Warum überhaupt Ethikunterricht?

Der konfessionelle Religionsunterricht gehört weg. Ob verpflichtend oder als Freifach. Er stellt nicht nur die Trennung von Staat und Kirche infrage. Er dient ausgewiesenermaßen als Propagandainstrument der jeweiligen Religionsgemeinschaften (und wenn nicht, nehmen die LehrerInnen ihre eigentliche Aufgabe nicht wahr), vielleicht moderner als früher aber er bleibt ein Propagandainstrument. Er legt Kinder auf vermeintliche „Identitäten“ fest und festigt nebenbei die Stellung der Religionsgemeinschaften insgesamt als moralische Instanzen. Eine Stellung, die sie sich vor allem über reale gesellschaftliche Machtstellungen erworben haben und über die Behauptung, moralische Instanzen zu sein. An Beweisen haben sie es bisher mangeln lassen. Bzw. haben sie allesamt bis heute mehr Gegenbeweise geliefert als Indizien für besondere Moralität.

Warum braucht es überhaupt einen Ethikunterricht als Ersatz für den konfessionellen Religionsunterricht? Wer das fordert, gibt indirekt zu, dass Kinder ethische Orientierung brauchen, die bisher nur die Religionen vermittelt haben. Was heißt, dass religionsfreie Kinder diese ethische Orientierung bisher nicht hatten. Ein weichgewaschener VP-Standpunkt.
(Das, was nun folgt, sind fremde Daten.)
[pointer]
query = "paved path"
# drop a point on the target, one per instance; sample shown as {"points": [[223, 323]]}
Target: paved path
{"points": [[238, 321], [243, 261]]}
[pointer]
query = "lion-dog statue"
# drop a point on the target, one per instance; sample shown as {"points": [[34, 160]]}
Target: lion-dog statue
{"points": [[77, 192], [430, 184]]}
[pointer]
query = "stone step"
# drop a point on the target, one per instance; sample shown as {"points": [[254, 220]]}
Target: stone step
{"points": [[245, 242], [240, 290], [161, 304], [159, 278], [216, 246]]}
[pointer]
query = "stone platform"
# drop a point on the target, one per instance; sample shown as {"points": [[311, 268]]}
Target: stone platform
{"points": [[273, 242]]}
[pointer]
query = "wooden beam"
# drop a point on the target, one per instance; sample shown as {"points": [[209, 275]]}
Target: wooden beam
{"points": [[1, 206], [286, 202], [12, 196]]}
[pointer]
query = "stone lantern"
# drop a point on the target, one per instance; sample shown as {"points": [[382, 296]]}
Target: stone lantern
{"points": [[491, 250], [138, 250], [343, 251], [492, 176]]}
Um nicht missverstanden zu werden: Niemand hat etwas dagegen, dass österreichische Schulkinder endlich und erstmalig systematisch mit ethischen Fragen konfrontiert werden. Nur hat das mit dem Religionsunterricht nicht das Geringste zu tun. Der gehört sowieso raus aus den Schulen. Ob mit oder ohne Ethik- oder Lebenskundeunterricht.